Il y a quelques années encore, Susanne Madjia devait abandonner sa famille pendant la saison sèche pour gagner sa vie dans une production de poisson au Cap-Skirring, situé à l’extrémité sud-ouest du Sénégal. Aujourd’hui, grâce aux activités économiques des réseaux de calebasses, elle peut rester au village toute l’année et subvenir à ses besoins ainsi qu’à ceux de sa famille. Elle est désormais vice-présidente du réseau qui réunit toutes les calebasses de la région. Il s’agit de la première organisation partenaire au Sénégal à avoir transformé un réseau en coopérative. Les membres peuvent contracter des crédits sans intérêt à partir des fonds qu’ils ont épargnés ensemble. Des réunions régulières leur permettent également d’acquérir de nouvelles compétences et d’accroître leur indépendance économique.
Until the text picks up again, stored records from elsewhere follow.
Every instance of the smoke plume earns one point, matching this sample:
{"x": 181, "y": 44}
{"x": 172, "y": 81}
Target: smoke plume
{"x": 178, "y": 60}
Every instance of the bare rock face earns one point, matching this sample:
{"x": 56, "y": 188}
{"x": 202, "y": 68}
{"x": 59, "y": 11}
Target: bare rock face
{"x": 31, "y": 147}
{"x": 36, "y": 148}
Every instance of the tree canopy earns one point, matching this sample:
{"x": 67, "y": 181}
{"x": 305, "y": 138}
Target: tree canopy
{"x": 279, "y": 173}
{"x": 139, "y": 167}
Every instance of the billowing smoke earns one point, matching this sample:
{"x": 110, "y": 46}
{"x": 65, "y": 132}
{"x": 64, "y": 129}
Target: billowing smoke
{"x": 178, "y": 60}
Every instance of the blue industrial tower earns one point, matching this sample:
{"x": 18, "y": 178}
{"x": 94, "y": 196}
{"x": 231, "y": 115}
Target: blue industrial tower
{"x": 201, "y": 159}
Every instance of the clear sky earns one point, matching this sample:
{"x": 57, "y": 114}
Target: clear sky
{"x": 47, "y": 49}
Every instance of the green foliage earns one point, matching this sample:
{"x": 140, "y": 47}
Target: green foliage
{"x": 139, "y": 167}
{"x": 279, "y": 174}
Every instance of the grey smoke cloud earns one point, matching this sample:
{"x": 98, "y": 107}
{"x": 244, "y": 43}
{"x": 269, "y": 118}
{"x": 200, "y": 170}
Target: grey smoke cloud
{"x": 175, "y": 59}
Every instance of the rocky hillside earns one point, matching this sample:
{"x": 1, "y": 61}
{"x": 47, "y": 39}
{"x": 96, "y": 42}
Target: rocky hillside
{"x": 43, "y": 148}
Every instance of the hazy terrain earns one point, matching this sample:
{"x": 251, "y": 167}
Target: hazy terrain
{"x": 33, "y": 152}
Plus de cohésion grâce aux réseaux de proximité

Lors de la visite, les villageoises et villageois nous ont montré la préparation du savon qu’ils fabriquent eux-mêmes. Comme les liquides avaient été préparés déjà la veille, il ne restait plus qu’à les mélanger. On m’a dit qu’il était important de ne mélanger que dans un sens. Le produit final a été versé dans 35 petits pots que l’on a ensuite stockés pour une durée d’au moins dix jours. La production du savon a été très rapide, car nous ne voulions pas attirer l’attention de la police. En effet, en raison des attaques récurrentes des séparatistes en Casamance, les autorités se rendent rapidement sur place lors de la formation de rassemblements importants. En période de troubles, lorsque la méfiance mutuelle est grande, les gens sont plus facilement soupçonnés de soutenir les rebelles. Dans ce contexte difficile, le réseau de proximité mis en place par l’organisation partenaire a permis aux villages de se rapprocher et de nouer des liens amicaux. Les calebasses et les réseaux ont ainsi apporté une contribution importante à la cohésion. Selon l’un des aînés, les relations entre les villages qui, ces dernières années, menaçaient de disparaître, sont aujourd’hui meilleures que jamais.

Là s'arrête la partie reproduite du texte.